Решающий момент был, казалось, упущен. Но тут сама Гюльриз легко, как молодая, выбежала вперед.
— Довольно волками выть! — перекрывая все выкрики, возгласила она. Меня, старую, слушайте! Кто слушает змеиные языки? Лжет Рыбья Кость, одержима она, наверно! Не мужчины взяли к себе Ниссо. Я сама взяла ее в дом, моей дочерью сделать хочу, нет дочери у меня! Пусть живет у меня, пусть посмотрят все, какой она будет! Силой взял ее себе Азиз-хон, не была она женою ему, ничьей женой не была. Не ханская у нас власть, новая у нас власть, какое нам дело до Азиз-хона?
Уронившая лицо на ладони, оскорбленная, полная смятения, ужаса, Ниссо теперь подняла голову, следит за старой Гюльриз. А Шо-Пир, зная, что дело решится голосованием, понимает, что расчет на Жен Пастбищ все-таки провалился; он обдумывает, что надо сказать ему самому, простое, самое важное. Он знает: ущельцы в своих настроениях переменчивы, язвительная насмешка и короткая острая шутка сразу всех расположат к нему…Ему вспоминается комиссар Караваев. Если бы, живой, он был сейчас здесь!…

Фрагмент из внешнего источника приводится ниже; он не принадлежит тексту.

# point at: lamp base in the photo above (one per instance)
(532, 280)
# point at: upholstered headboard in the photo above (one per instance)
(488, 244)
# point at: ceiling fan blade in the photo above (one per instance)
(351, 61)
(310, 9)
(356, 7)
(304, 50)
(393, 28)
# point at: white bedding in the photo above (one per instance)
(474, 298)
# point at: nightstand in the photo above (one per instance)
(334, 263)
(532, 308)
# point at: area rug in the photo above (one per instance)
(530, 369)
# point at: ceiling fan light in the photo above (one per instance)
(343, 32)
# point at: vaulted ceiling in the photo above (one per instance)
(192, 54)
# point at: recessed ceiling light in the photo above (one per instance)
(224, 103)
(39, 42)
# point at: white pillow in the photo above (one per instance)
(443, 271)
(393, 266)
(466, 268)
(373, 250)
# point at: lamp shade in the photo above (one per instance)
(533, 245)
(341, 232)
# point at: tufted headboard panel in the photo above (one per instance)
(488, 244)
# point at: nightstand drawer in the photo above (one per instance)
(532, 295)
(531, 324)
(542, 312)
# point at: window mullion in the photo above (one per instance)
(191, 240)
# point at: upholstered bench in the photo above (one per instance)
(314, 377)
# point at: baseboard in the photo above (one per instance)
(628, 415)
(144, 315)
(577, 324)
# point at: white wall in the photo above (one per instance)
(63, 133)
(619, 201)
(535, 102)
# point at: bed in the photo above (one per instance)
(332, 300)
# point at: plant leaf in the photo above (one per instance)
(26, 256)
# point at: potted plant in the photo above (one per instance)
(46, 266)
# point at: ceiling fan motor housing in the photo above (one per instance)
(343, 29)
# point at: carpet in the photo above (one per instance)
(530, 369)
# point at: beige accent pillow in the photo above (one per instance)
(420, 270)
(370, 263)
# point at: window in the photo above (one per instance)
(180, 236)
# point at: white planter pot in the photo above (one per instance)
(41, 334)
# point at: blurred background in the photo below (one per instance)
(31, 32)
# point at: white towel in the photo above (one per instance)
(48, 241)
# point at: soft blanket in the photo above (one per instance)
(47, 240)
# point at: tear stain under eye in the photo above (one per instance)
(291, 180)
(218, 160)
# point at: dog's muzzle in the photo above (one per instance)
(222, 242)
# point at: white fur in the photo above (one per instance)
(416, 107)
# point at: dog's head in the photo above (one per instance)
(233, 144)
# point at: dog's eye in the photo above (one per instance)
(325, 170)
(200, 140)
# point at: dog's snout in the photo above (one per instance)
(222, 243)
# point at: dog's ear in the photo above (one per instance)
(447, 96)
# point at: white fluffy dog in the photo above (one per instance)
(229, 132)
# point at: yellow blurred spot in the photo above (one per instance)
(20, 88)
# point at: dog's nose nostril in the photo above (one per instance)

А Гюльриз все говорила, рассказывая собравшимся о своей трудной жизни, в которой ни один человек не мог бы найти дурного поступка. Это было известно ущельцам. Даже самые враждебные Бахтиору люди относились к ней с уважением и потому сейчас слушали Гюльриз, не перебивая. И когда Гюльриз кончила говорить и воцарилось молчание, Мирзо-Хур испугался, что уже подсчитанные им будущие барыши могут выскользнуть из его рук. Он поспешно встал.
— Ты, Мирзо, молчи, — тихо сказал ему Кендыри. — Не надо тебе говорить.
— Скажу, не мешай, — махнул рукой купец и закричал собранию: — Пусть так! Как старый соловей, пела нам Гюльриз! Может быть, и красиво пела! Может быть, эту ханскую жену можно ставить здесь. Может быть, проклятие не падет на нашу землю. Я чужой человек, я пришел из Яхбара. Там власть одна, здесь другая. Но для честных людей повсюду один закон! Вы забыли, Азиз-хон платил за Ниссо сорок монет. Если у человека убежала корова и прибежала в чужое селение и чужие люди оставили ее у себя и не хотят вернуть тому, от кого она убежала, что скажет хозяин? Он скажет: «Отдайте мне деньги, которые стоит она, иначе вы воры!» Кто же из вас хочет славы: все живущие в Сиатанге воры? Дайте мне сорок монет, я отнесу Азиз-хону, тогда не будет беды! Так сказал я. Что ответите мне?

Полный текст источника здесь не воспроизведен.